【ライブレポ】「行けるんじゃないか」と思わせた夜──PIGMONZデビューワンマンライブ〈LET’S GO PIGMONZ〉

プー・ルイがPIGGSを脱退し立ち上げた新グループ、
それにしても、プー・ルイの立ち上げたグループらしく、デビュー前から大騒ぎ。3月7日に行われたプレデビューイベント直前、オーディションを通過したメンバー・セナの経歴詐称が発覚。一度は4人でステージに立ったものの、その後セナは脱退。グループは再びオーディションを実施することとなった。その一連の出来事は「うらどる。 ーアイドルが、武道館に立つまでー」で公開されており、オーディエンスはすでに、彼女たちの歩みに強く感情移入している状態でこの日を迎えていた。
ただライブは多くのオーディエンスにとって初見で、ko-hey作曲のメロディック・パンクを基調にした楽曲がどのように展開されるのか、そしてダイブやリフトも禁止されておらずどのような現場になるのか、期待は高まるばかりだった。
最高にカオスな“PIGMONZ”スタート!!
18時05分、激しすぎる爆音のSEと共に、プー・ルイ、ユメカ、サンの順で飛び出してきた。1曲目はアルバムのオープニングを飾る“PIGMONZ”。メロディック・パンクのスピード感で、一気にぶち上げる。色々あったけど、三人でやってやるという覚悟が固まり、すっきりした顔をしているようだ。そして、やってくれた“PIGMONZ”の3連発!!! しかも、曲間はゼロ(笑)。さらには、3発目の“PIGMONZ”ではついにダイブが炸裂! と思ったら、楽しそうに舞っているのは一緒にオーディションを受けたキカだったのだから、なんて最高な現場だ。そしてなぜかユメカも続き、カオスで最高だ。メロディック・パンクのひたすら速いビートで、どんどんオーディエンスのテンションは上がっていくし、ダイブもOKなんだって空気感が会場を包み込み始めたのも新鮮な体験だった。

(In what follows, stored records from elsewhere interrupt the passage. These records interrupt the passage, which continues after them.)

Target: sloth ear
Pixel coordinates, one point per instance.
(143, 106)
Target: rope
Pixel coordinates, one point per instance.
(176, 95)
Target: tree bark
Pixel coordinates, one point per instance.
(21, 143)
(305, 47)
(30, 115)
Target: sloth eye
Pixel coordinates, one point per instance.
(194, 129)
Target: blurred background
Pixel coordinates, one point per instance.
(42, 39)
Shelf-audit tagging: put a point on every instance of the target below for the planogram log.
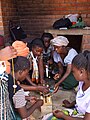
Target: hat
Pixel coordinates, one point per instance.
(60, 41)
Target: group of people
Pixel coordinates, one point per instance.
(68, 69)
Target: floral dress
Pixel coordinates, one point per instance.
(6, 109)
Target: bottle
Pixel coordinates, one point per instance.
(79, 19)
(46, 70)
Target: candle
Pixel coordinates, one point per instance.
(46, 70)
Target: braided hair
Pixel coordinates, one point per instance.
(82, 60)
(22, 63)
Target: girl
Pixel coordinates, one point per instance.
(36, 60)
(67, 54)
(16, 94)
(81, 71)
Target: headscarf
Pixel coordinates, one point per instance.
(60, 41)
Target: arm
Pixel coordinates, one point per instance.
(66, 74)
(60, 114)
(35, 88)
(29, 80)
(68, 104)
(41, 69)
(59, 74)
(24, 112)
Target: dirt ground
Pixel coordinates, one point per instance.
(56, 103)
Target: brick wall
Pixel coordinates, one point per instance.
(37, 15)
(8, 11)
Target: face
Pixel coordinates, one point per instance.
(22, 74)
(79, 74)
(8, 67)
(37, 51)
(46, 42)
(58, 49)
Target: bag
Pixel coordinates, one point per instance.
(63, 22)
(16, 32)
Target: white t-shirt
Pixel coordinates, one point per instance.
(71, 54)
(83, 100)
(57, 57)
(19, 99)
(68, 59)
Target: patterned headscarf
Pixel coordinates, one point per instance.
(60, 41)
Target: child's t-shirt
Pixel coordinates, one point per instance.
(83, 99)
(47, 54)
(17, 98)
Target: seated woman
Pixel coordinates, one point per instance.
(81, 71)
(67, 54)
(47, 54)
(16, 93)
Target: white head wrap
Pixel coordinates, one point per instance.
(60, 41)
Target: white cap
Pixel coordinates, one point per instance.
(60, 41)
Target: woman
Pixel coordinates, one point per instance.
(36, 60)
(6, 108)
(81, 71)
(16, 94)
(67, 54)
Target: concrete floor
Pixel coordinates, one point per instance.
(57, 99)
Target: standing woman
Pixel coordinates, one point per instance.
(67, 54)
(6, 112)
(81, 71)
(36, 60)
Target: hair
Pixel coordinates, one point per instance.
(37, 42)
(82, 60)
(22, 63)
(1, 40)
(48, 35)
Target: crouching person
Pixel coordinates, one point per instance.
(16, 93)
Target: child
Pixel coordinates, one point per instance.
(48, 53)
(67, 80)
(16, 94)
(81, 71)
(36, 60)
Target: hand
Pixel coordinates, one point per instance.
(56, 76)
(7, 53)
(66, 104)
(58, 114)
(56, 87)
(43, 89)
(33, 100)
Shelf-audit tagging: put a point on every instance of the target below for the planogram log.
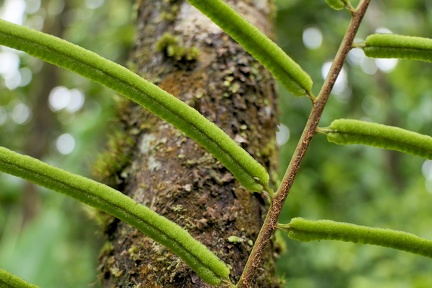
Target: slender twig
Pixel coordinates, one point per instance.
(270, 223)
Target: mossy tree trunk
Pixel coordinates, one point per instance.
(184, 53)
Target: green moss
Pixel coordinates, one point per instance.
(169, 44)
(114, 159)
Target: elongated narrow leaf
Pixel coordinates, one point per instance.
(288, 72)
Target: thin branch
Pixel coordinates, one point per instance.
(270, 223)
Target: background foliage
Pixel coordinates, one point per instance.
(49, 239)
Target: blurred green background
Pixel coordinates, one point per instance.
(52, 241)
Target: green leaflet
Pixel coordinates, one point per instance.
(336, 4)
(207, 265)
(398, 46)
(8, 280)
(347, 131)
(270, 55)
(307, 230)
(244, 167)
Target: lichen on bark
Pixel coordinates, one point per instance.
(173, 175)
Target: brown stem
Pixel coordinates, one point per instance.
(270, 223)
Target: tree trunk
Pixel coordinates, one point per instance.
(183, 52)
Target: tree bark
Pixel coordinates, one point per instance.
(183, 52)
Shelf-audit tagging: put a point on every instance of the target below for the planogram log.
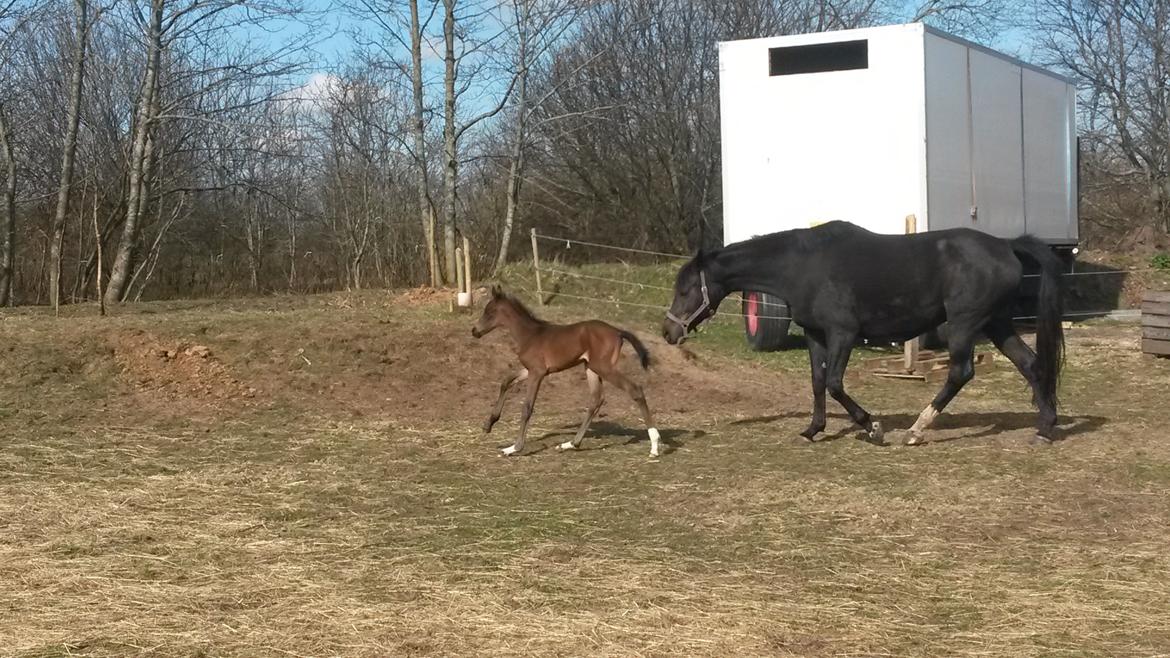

続く松隈ケンタ作曲の“I survive”では、プー・ルイの声と楽曲の相性が際立つ。そこにユメカの力強さ、サンのまっすぐな歌声が重なり、グループとしての輪郭がより鮮明になる。“I survive”まで2連発したにも関わらず、高速BPMの中で踊り続けながら歌い切る3人のフィジカルの強さも印象的だ。
ここでPIGMONZの自己紹介パートが挟まる。内容は以下だが、ぜひ現場で体験してみてほしい。
PIGMONZ初の自己紹介 (MC)



プー・ルイ:プープープープーおならプー!PIGMONZの社長兼ヨゴレ担当プーちゃんことプー・ルイです。よろしくお願いします!
ユメカ:帰ってきたぞー!アントニオ猪木さんのやつやるんで、最後のダーを一緒に言ってください!「パンダがあれば何でもできる!」 「1・2・3!」 「ダー!」ありがとうございます! 歩くパワースポット担当ユメカです!よろしくお願いします!
サン:私が1・2って言ったらサンちゃん、2・2って言ったらサンちゃん、3・2って言ったらサンちゃんって言ってください!」
「準備体操第3!」 「せーの、1・2」「サンちゃん!」「2・2」「サンちゃん!」「3・2」「サンちゃん!」真面目な太陽担当サンです!よろしくお願いします!」
その後メンバーに「どれくらい楽しみにしていたんですか」と聞いて笑いを誘うプー・ルイのMCの、熱くなりすぎた会場の空気を少し落ち着かせて次曲に繋げるその手腕はさすがだと言わざるを得なかった。
フロアは再び熱狂の渦へ
そして、ブライアン新世界作曲の“細胞upset”。少しBPMが落ちた楽曲を丁寧に歌い上げることで、しっかり歌詞が聞こえ、ko-heyの曲との対比も聴いていて楽しい。“Hello”ではサンのラップも披露され、表現の幅を提示していく。ユメカが考えたダンスや変顔もとてもいいし、オーディエンスの中ではモッシュも起こっていた。次曲は、PIGGSのSHELLMEが振り付けを担当した“panorama”。彼女たちのかわいさがとても引き立てられていて、会場全員で手を挙げての大合唱となった。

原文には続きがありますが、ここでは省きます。